JAMA – methods move fast: if used same methods as five years ago in a paper submitted today, paper would be returned with tons of methods critiques

child maltreatment public (state-level) policy analysis: how different state laws correlated with different pediatric outcomes.

used LLMs to summarize a bunch of public policies. does maltreatment definition include physical abuse? is reporting centralized or not (hotline)? then factor analysis to find factors to make cohorts (find underlying patterns in policies): mandated reporter? reporter training? then cluster around to find specific factor combinations (few/moderate/high levels of training, or penalties, etc.). then look at outcome differences. (will insert screenshots later)

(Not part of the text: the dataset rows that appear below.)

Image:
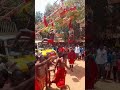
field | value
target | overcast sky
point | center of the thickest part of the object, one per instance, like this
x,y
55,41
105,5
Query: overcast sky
x,y
41,4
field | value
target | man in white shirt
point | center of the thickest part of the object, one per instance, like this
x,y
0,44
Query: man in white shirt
x,y
101,59
77,51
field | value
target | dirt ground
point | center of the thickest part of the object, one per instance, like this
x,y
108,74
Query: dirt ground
x,y
107,85
76,79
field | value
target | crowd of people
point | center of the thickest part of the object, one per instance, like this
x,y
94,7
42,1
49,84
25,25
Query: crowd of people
x,y
65,54
104,64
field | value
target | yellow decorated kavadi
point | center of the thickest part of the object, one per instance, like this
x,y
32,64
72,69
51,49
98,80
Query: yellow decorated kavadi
x,y
42,77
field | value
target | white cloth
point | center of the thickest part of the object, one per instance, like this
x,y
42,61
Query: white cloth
x,y
101,57
77,50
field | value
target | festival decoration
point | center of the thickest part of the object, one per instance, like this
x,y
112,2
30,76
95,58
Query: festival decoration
x,y
45,21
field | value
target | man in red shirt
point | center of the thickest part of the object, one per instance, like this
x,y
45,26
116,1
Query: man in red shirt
x,y
71,57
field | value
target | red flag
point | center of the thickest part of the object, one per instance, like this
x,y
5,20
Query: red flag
x,y
45,21
70,24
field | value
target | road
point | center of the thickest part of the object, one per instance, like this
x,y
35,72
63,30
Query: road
x,y
107,85
75,79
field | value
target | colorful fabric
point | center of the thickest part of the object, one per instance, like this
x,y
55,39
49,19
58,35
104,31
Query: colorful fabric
x,y
71,57
60,77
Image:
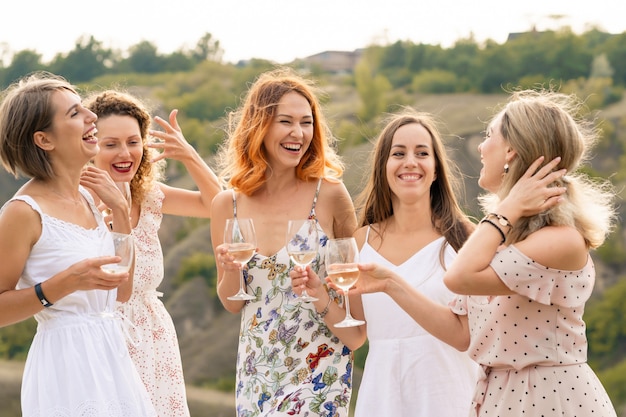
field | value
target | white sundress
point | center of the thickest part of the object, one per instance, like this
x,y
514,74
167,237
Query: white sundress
x,y
409,372
78,364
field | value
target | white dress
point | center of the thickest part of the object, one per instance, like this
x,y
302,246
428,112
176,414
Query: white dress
x,y
409,372
151,336
78,364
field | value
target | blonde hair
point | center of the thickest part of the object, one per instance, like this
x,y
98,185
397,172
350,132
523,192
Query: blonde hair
x,y
547,123
242,156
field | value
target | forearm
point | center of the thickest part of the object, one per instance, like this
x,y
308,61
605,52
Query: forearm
x,y
205,179
435,318
330,312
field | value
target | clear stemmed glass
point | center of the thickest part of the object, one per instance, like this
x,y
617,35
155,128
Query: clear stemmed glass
x,y
125,249
302,243
342,257
241,239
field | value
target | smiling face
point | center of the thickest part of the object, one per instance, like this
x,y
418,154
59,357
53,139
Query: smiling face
x,y
290,132
411,167
71,134
493,155
121,147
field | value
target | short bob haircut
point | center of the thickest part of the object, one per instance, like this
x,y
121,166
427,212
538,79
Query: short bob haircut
x,y
26,109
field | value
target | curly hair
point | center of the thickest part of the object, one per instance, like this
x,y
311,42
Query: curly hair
x,y
118,103
243,157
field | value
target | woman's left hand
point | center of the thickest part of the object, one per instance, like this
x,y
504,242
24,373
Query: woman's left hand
x,y
534,192
100,183
173,144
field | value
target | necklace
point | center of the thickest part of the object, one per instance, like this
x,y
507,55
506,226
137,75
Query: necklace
x,y
72,200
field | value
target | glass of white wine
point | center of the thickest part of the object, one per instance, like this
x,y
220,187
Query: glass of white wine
x,y
302,243
241,238
342,257
125,249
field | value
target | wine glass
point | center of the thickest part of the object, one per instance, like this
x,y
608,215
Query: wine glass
x,y
125,249
302,244
241,239
342,257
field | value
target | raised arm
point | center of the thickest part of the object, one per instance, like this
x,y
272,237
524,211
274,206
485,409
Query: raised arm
x,y
179,201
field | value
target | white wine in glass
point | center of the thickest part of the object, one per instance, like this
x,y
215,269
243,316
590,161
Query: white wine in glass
x,y
125,249
342,257
241,239
302,243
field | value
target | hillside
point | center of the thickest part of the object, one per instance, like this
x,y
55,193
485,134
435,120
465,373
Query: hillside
x,y
208,334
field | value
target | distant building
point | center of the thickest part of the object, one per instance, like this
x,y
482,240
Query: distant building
x,y
334,61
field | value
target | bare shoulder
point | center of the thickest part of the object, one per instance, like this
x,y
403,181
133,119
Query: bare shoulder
x,y
18,220
223,200
360,234
559,247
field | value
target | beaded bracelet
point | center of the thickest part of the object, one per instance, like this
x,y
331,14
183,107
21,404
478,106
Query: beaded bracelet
x,y
486,220
323,313
501,219
42,298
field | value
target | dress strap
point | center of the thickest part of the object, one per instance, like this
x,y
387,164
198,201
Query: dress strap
x,y
234,204
28,200
312,215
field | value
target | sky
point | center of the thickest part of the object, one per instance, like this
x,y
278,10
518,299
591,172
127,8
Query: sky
x,y
283,30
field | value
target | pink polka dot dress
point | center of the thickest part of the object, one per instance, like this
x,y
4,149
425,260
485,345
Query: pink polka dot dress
x,y
531,345
152,340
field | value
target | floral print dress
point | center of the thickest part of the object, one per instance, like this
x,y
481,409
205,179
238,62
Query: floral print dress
x,y
288,361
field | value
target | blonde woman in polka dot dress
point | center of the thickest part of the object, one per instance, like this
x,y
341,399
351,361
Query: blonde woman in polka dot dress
x,y
525,273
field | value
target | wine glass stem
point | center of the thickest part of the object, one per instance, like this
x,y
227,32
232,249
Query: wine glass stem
x,y
345,295
241,280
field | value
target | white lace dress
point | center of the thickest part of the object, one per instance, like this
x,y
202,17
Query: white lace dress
x,y
152,339
409,372
78,364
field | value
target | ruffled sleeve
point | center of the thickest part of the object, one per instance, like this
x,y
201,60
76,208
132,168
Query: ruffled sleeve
x,y
459,305
542,284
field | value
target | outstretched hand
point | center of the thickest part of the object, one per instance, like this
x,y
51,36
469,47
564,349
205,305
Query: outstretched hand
x,y
535,191
372,278
173,144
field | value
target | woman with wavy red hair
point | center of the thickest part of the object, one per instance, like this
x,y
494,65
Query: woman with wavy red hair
x,y
280,164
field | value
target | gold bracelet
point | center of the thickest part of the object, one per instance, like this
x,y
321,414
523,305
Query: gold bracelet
x,y
502,235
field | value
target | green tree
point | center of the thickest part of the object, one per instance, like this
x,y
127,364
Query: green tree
x,y
372,88
144,58
24,62
88,59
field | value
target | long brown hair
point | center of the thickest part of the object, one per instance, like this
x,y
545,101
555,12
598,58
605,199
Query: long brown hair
x,y
374,202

policy -> difference-in-difference: check if results still hold between 2019 and 2021 when policies were in-place and not-in-place.

dinner / expo

they have free headshots! i desperately need one, but [tmi] i have a giant pimple right now :'( maybe that’s what AI is for lol. the expo … somehow i was completely uninterested. i think i felt rejected by my coworkers. i called a friend for moral support lol

personal thoughts

overall the conference is more diverse than i expected (which isn’t saying that much though tbh). i wonder how the stats compare to IROS/RSS/ICRA.

i need to remind myself i’m utterly new to this field and i’m not here presenting a paper or poster. of course, i will have to work harder to connect technically with people, and surface a whole different set of my interests than i usually nerd out about. people here are not excited about welding robots or maker faire or engineering education. nor are they nerding out about the latest theoretical advances and architectures and benchmark leaderboards. people here talk about weird interesting healthcare things.

i’ve only officially been to robotics conferences as a presenter

so there’s multiple factors at play here for my social sore thumb feeling.

mostly, i was really surprised when a fellow attendee who also went to the boston VA for many years declined to connect on linkedin. but i guess we exchanged conference app qr codes? in any case – the main thing i learned talking to her is that there a huge disparity in resources in regional VAs. i thought it was a national organization but apparently not. we in boston have the resources to figure out how to get at data sets but researchers in other VA regional sites do not. even though the data sets are VA datasets! at least, this was her experience a decade ago. also, generally feeling a bit surprised that my coworkers are not meeting up between sessions and discussing topics in real time constantly. i guess we are not really in the same lab. i gave up on organizing meals with my labmates and just messaged randomly people (around my career level) to find someone to go to dinner with. a person from WINE invited me to a dinner with a bunch of student volunteers for the conference. note: if you join the working group, there’s a chance you can be invited to volunteer for the conference and the registration fee is waived. (but travel, hotel, food not covered).

people expect postdocs to have a research idea and focus, so i need a different self-intro hook.

that makes sense. i’m not really working with a professor directly on a specific idea. as a result of my lack of topic, i need a different self blurb than “i do data science at the VA.” i think the only thing i’ve done of interest to folks is my thesis research topic.

alternatively, i could just not talk to anyone and do my own work. but oh, i felt a bit sad to not have people to compare notes with after the sessions. i really wanted those interesting and thought-provoking technical conversations i would have late at night in undergrad. (i never really got that in grad school except for classes, not research). i really did yesterday. but y’know, this is like one day into the field for me depending on how you count lol

grad school – i wish that after leave of absence they’d invested in my success instead of throwing me in and asking me to perform better than other people with a handicap already. i learned so much in so little time from this conference ! !

i guess for many of the older/senior folks, AMIA is like putzgiving, where people fly in every year and it’s a reunion.